Les chimistes du Boston College ont mis au point un nouveau technologie dérivée de bactéries pour incorporer des acides aminés non canoniques dans des protéines d'une large classe d'organismes, y compris les humains. Crédit :Biologie chimique cellulaire
Les protéines, les machines moléculaires qui pilotent les processus sous-jacents à la biologie, sont constituées de seulement 20 blocs de construction canoniques appelés acides aminés. Pendant près de deux décennies, les scientifiques ont cherché des méthodes pour concevoir de nouveaux acides aminés pour construire des protéines.
Une équipe de chimistes du Boston College a développé une technologie pour incorporer avec précision une gamme d'acides aminés non canoniques utiles dans des protéines fabriquées chez les eucaryotes, la vaste classe d'organismes supérieurs qui comprend les humains, l'équipe a rapporté dans le journal Biologie Chimique Cellulaire .
Il y a environ 15 ans, les scientifiques ont d'abord vu le potentiel d'un machinerie génétique dérivée des bactéries - connue sous le nom de paire aminoacyl-ARNt synthétase/ARNt - pour incorporer des acides aminés non canoniques dans des protéines produites dans des cellules eucaryotes. Mais la méthode a fait face à un certain nombre de restrictions techniques qui ont limité son développement à grande échelle.
L'équipe du Boston College a surmonté bon nombre de ces limitations en développant une nouvelle souche de bactérie E. coli qui permet une ingénierie facile de la paire aminoacyl-ARNt synthétase/ARNt dérivée des bactéries, selon le professeur adjoint de chimie Abhishek Chatterjee, qui a mené le projet. Cette nouvelle approche a permis l'incorporation de divers acides aminés non canoniques, dont la p-boronophénylalanine, en protéines produites dans des cellules humaines ainsi que dans la souche modifiée de E. coli .
Chatterjee a déclaré que l'équipe était surprise par la facilité de la nouvelle approche, qui est décrit dans le nouveau rapport « Ressusciter la paire bactérienne tyrosyl-ARNt synthétase/ARNt pour étendre le code génétique des deux E. coli et eucaryotes."
"Créer ce roman E. coli souche nécessitait de substituer sa paire native aminoacyl-ARNt synthétase/ARNt par une contrepartie d'un organisme différent, ce que nous pensions être très difficile, " dit-il. "Mais cela s'est avéré tout à fait faisable. Cela ouvre cette technologie complète."
Chatterjee a déclaré que l'équipe cherchait à créer une nouvelle méthode pour concevoir et surveiller les fonctions des protéines afin d'élargir la compréhension scientifique des processus qui guident les fonctions des protéines dans nos cellules.
"Des milliers de protéines sont codées dans le génome qui font de nous ce que nous sommes, mais nous savons très peu de choses sur ce processus, " dit Chatterjee. " Dans les cellules humaines, il y en a une vingtaine environ, 000 gènes codant pour des protéines. Ce qu'ils font et comment ils le font reste difficile à étudier. L'un des problèmes majeurs est que si vous voulez savoir ce qu'ils font, il faut les espionner. Vous devez attacher une sonde qui peut rendre compte de ce qui se passe."
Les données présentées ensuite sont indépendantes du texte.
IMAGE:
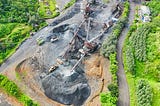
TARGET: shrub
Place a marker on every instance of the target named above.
(12, 89)
(107, 99)
(113, 88)
(144, 93)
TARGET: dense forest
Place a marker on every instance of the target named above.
(141, 57)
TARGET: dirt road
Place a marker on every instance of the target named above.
(124, 98)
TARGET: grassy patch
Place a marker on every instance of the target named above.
(12, 89)
(12, 40)
(148, 69)
(48, 9)
(69, 4)
(132, 88)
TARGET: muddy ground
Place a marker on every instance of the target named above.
(32, 63)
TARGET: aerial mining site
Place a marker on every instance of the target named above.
(80, 56)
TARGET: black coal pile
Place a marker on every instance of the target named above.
(66, 87)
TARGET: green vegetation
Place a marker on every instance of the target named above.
(12, 89)
(141, 57)
(109, 45)
(11, 36)
(109, 50)
(144, 93)
(48, 9)
(69, 4)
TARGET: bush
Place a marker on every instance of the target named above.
(107, 99)
(12, 89)
(69, 4)
(138, 42)
(109, 45)
(113, 88)
(144, 93)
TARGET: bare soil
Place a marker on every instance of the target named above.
(98, 75)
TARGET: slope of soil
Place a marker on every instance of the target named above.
(98, 75)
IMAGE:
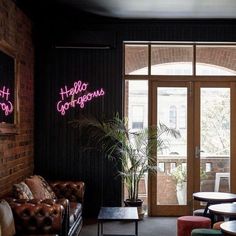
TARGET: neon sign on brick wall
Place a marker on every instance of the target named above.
(78, 95)
(5, 104)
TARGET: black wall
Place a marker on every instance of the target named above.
(57, 151)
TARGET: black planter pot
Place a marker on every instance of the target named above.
(132, 203)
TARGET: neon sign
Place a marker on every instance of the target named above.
(77, 95)
(5, 105)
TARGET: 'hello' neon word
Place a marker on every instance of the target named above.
(76, 96)
(5, 105)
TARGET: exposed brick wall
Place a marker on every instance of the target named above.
(16, 151)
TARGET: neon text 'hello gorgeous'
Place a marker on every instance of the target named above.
(5, 105)
(78, 95)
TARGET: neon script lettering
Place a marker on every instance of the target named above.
(5, 105)
(76, 96)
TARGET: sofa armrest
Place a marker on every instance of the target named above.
(72, 190)
(38, 216)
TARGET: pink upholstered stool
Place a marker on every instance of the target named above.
(185, 224)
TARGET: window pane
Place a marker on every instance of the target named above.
(215, 60)
(136, 109)
(215, 139)
(136, 59)
(172, 182)
(171, 59)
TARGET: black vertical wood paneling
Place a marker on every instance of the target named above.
(57, 151)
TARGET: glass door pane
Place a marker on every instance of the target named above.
(172, 161)
(215, 139)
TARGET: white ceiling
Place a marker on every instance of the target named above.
(158, 9)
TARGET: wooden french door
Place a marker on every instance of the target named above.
(203, 113)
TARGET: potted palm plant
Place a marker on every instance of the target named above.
(131, 149)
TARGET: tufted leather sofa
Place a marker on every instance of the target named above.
(61, 215)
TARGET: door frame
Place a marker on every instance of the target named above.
(193, 136)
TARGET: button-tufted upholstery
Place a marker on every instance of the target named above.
(59, 211)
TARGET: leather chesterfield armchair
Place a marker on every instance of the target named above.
(57, 211)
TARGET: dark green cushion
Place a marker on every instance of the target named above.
(206, 232)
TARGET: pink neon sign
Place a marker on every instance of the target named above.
(5, 105)
(76, 96)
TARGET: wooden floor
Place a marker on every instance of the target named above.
(149, 226)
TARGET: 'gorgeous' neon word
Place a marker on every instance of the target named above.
(5, 105)
(76, 96)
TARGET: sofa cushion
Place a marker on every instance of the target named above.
(40, 188)
(75, 211)
(6, 219)
(21, 191)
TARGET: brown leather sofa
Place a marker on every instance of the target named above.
(57, 211)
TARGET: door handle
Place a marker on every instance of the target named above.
(197, 152)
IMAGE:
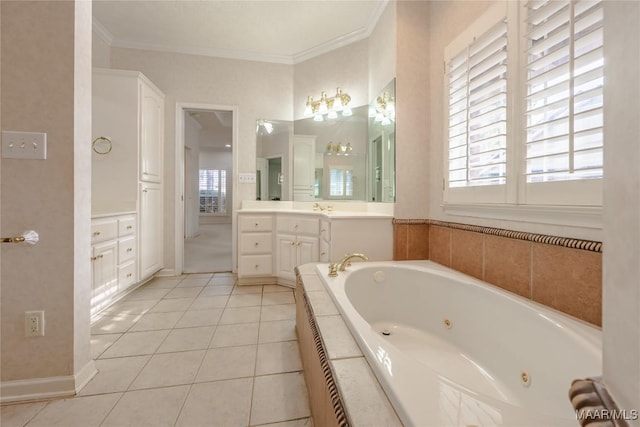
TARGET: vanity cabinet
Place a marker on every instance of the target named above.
(113, 257)
(151, 236)
(297, 244)
(127, 175)
(272, 244)
(255, 243)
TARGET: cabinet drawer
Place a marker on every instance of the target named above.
(126, 249)
(126, 226)
(324, 255)
(325, 231)
(127, 275)
(252, 243)
(255, 265)
(103, 229)
(256, 223)
(298, 225)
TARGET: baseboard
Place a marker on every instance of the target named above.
(46, 388)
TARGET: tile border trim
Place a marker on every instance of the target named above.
(585, 245)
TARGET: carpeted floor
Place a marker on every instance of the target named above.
(210, 251)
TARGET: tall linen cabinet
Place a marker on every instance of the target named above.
(128, 110)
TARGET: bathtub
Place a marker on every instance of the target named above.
(451, 350)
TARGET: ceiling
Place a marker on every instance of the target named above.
(264, 30)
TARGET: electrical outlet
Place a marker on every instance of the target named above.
(24, 145)
(34, 323)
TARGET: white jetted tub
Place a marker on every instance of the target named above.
(451, 350)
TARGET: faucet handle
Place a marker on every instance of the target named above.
(333, 270)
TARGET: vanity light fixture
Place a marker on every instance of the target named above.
(339, 149)
(384, 110)
(329, 106)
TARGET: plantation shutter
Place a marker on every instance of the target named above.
(564, 78)
(477, 126)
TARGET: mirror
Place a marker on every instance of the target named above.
(347, 158)
(382, 146)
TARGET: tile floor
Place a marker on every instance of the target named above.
(195, 350)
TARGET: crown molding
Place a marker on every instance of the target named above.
(357, 35)
(102, 32)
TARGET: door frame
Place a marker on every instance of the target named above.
(181, 108)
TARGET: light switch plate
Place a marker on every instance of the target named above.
(247, 178)
(24, 145)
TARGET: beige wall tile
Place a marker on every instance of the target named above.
(418, 241)
(569, 280)
(440, 245)
(400, 242)
(467, 252)
(507, 264)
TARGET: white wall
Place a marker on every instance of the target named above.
(46, 87)
(621, 269)
(258, 90)
(211, 158)
(192, 204)
(100, 51)
(346, 67)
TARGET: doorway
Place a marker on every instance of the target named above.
(208, 168)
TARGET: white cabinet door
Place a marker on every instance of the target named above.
(286, 256)
(151, 116)
(151, 243)
(105, 272)
(307, 250)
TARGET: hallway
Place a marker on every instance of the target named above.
(210, 250)
(193, 350)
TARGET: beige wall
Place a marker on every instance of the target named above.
(257, 89)
(382, 51)
(412, 109)
(621, 290)
(346, 67)
(46, 76)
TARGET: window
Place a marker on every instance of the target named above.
(340, 182)
(213, 191)
(529, 135)
(478, 111)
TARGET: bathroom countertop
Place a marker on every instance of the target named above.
(110, 214)
(324, 214)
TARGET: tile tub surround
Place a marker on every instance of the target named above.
(561, 273)
(343, 390)
(216, 357)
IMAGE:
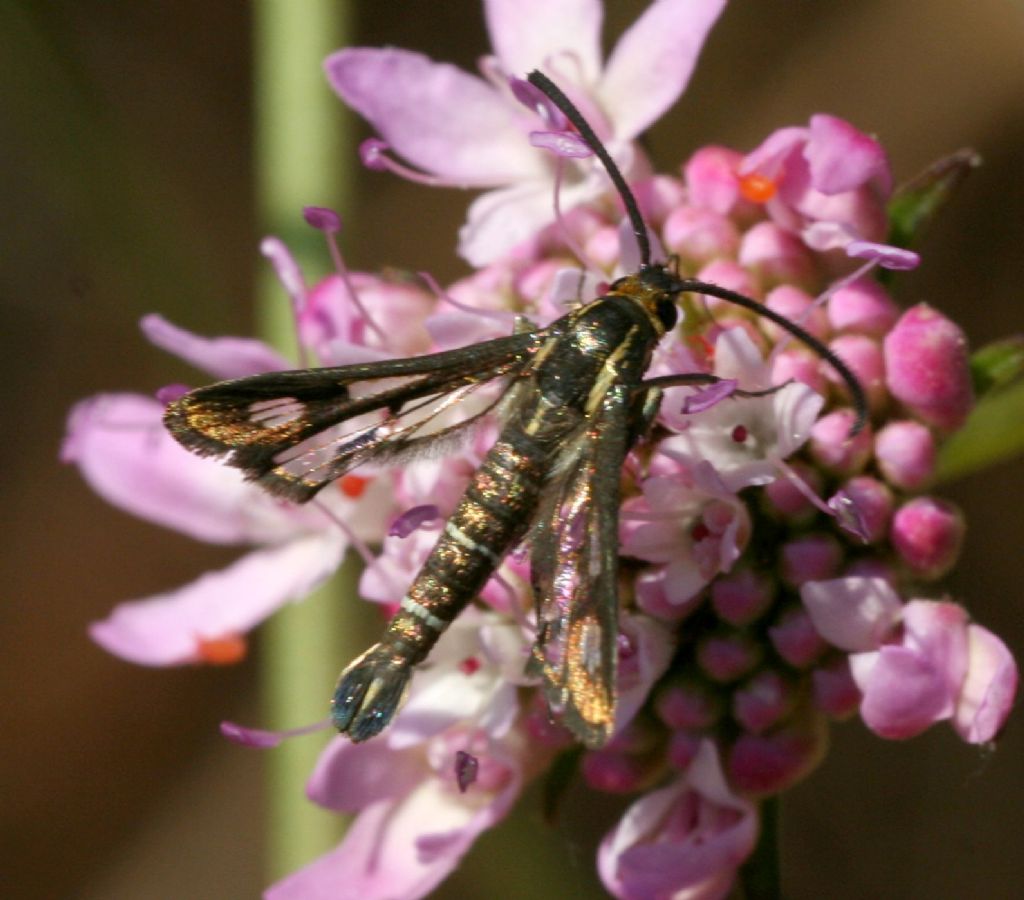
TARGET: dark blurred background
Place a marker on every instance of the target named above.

L'introduction de telles sondes s'est avérée difficile, car le processus endommage souvent la protéine cible.
Dans n'importe quelle cellule, les protéines sont constituées de 20 acides aminés, un groupe fixe guidé dans l'ordre par des instructions génétiques.
"L'idée est que nous pouvons introduire un nouveau bloc de construction dans les protéines que la nature n'a pas - au-delà des 20 acides aminés canoniques que la nature utilise, " a déclaré Chatterjee. " Si nous pouvons le faire, nous avons la capacité d'introduire très spécifiquement une grande variété de fonctionnalités non naturelles dans n'importe quel site de pratiquement n'importe quelle protéine."
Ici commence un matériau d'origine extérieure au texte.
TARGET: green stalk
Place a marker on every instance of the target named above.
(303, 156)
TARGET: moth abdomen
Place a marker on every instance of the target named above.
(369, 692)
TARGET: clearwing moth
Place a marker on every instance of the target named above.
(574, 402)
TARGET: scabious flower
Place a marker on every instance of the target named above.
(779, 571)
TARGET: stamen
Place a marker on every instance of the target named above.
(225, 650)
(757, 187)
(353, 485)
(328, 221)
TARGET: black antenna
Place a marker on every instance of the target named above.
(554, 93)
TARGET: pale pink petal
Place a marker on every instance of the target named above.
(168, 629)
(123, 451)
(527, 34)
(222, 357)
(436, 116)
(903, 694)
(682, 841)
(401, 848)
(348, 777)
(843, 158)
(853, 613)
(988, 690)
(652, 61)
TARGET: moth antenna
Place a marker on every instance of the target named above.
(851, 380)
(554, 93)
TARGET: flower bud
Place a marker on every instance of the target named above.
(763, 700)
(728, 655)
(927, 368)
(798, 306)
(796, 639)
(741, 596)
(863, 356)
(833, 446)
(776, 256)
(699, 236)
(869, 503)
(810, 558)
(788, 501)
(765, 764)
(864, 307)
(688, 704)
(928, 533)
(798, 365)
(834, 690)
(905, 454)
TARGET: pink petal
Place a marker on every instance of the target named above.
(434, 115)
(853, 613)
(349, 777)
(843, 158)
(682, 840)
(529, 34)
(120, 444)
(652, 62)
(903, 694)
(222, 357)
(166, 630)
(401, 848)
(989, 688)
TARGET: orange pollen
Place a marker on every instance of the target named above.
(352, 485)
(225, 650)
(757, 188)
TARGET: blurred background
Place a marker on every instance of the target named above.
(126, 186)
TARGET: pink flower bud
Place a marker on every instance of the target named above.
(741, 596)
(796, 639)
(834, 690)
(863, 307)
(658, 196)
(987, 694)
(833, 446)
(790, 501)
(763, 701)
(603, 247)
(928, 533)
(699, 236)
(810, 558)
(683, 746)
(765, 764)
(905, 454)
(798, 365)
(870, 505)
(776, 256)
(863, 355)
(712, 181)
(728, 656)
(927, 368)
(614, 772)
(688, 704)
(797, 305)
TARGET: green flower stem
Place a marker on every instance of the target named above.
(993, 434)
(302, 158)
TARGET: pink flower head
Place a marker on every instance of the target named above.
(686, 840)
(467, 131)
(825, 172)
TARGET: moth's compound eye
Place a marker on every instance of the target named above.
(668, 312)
L'avantage immédiat serait d'aider les chercheurs qui perçoivent encore les mystères de la biologie cellulaire et de la fonction des protéines.
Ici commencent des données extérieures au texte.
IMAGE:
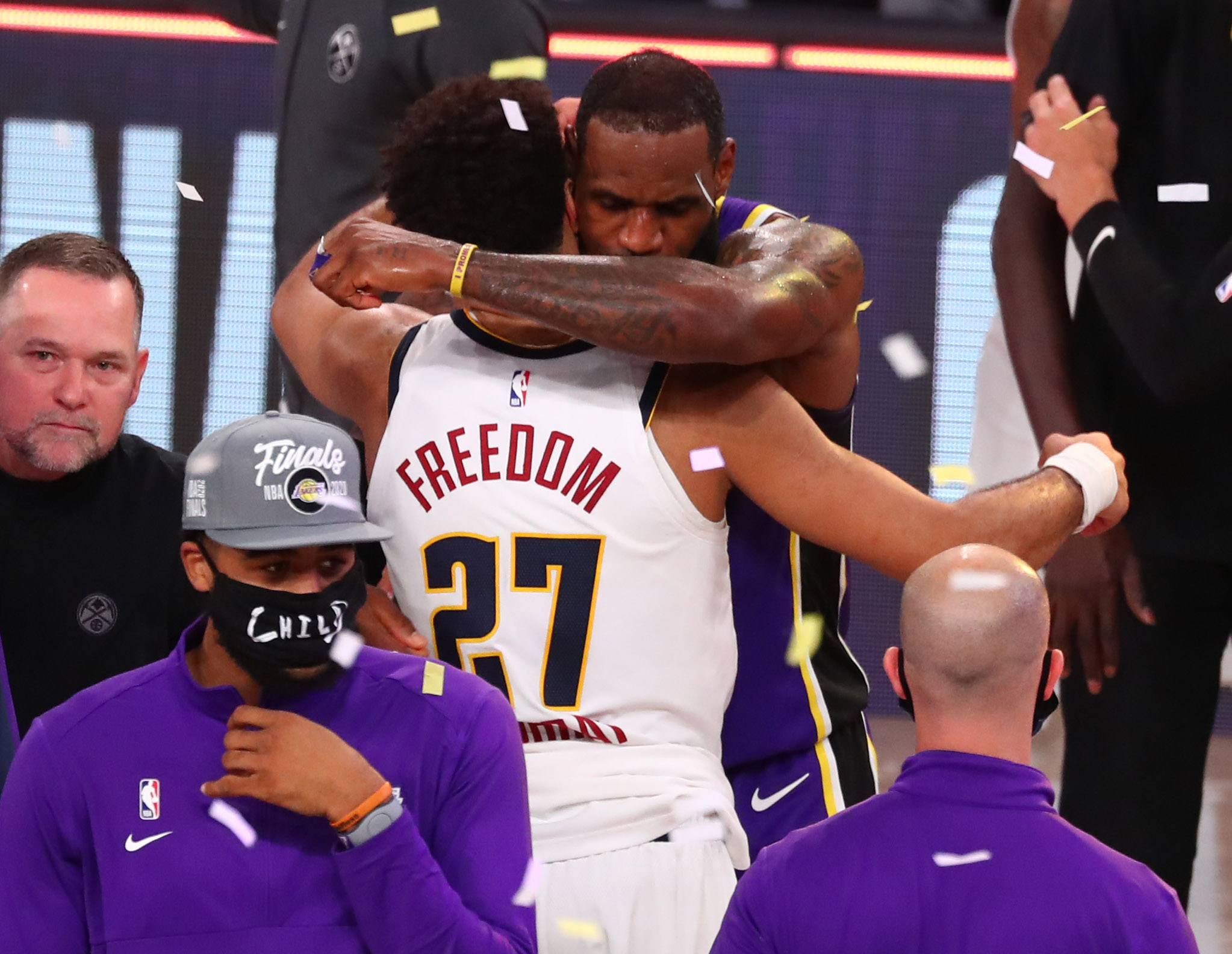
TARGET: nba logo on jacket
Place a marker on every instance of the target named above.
(149, 800)
(518, 388)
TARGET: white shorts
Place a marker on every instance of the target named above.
(661, 897)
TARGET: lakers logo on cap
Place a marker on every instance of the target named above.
(306, 490)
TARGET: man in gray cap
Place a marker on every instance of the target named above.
(371, 802)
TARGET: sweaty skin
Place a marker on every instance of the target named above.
(773, 450)
(1088, 576)
(783, 296)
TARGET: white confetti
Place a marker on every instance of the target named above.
(706, 459)
(975, 581)
(708, 830)
(904, 355)
(341, 502)
(531, 881)
(345, 649)
(944, 859)
(514, 116)
(1225, 290)
(703, 188)
(225, 814)
(1184, 193)
(1039, 164)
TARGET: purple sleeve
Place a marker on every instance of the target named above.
(455, 897)
(42, 895)
(1162, 926)
(741, 932)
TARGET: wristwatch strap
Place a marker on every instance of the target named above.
(372, 824)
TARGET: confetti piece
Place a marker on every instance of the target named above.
(698, 806)
(580, 930)
(977, 581)
(322, 258)
(944, 859)
(1039, 164)
(1184, 193)
(238, 825)
(531, 881)
(1225, 290)
(709, 830)
(703, 188)
(944, 473)
(904, 355)
(519, 68)
(514, 116)
(706, 459)
(806, 638)
(434, 679)
(1083, 117)
(345, 649)
(341, 502)
(415, 21)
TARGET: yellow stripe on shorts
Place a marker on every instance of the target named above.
(519, 68)
(415, 21)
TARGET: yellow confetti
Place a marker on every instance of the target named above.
(805, 639)
(434, 678)
(415, 21)
(1084, 116)
(944, 473)
(519, 68)
(582, 930)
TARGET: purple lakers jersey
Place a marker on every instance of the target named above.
(778, 708)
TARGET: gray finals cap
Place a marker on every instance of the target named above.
(276, 481)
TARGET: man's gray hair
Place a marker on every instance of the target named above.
(76, 254)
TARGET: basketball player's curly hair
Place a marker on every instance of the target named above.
(456, 170)
(656, 93)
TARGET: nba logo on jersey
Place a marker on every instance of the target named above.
(518, 388)
(149, 800)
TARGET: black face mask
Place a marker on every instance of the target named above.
(274, 630)
(1044, 708)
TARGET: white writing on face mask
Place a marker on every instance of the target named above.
(284, 455)
(286, 630)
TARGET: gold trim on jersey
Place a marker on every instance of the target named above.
(553, 587)
(465, 591)
(832, 788)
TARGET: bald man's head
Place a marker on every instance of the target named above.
(975, 626)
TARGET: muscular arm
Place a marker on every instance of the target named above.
(783, 294)
(836, 498)
(343, 355)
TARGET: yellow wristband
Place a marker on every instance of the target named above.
(460, 264)
(353, 817)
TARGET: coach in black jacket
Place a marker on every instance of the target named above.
(1145, 189)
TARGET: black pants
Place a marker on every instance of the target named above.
(1136, 753)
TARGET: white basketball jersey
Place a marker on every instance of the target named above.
(543, 543)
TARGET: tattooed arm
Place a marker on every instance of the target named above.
(778, 293)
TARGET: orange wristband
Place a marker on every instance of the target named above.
(460, 264)
(353, 817)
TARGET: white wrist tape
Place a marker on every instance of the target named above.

"Vous pouvez créer une protéine avec un acide aminé non canonique dans n'importe quel site choisi, le charger avec des sondes très petites et donner un signal optique qui indique où il va, " a déclaré Chatterjee. " Cela pourrait vous permettre de manipuler le fonctionnement de la protéine. Vous pourriez introduire des limites, donc quoi que fasse la protéine, il n'en peut plus. Et vous pouvez retirer la sonde en utilisant un signal externe tel que la lumière. Cette technologie ouvre de nombreuses nouvelles façons de commencer à sonder et à concevoir la fonction des protéines, ce qui serait très difficile autrement."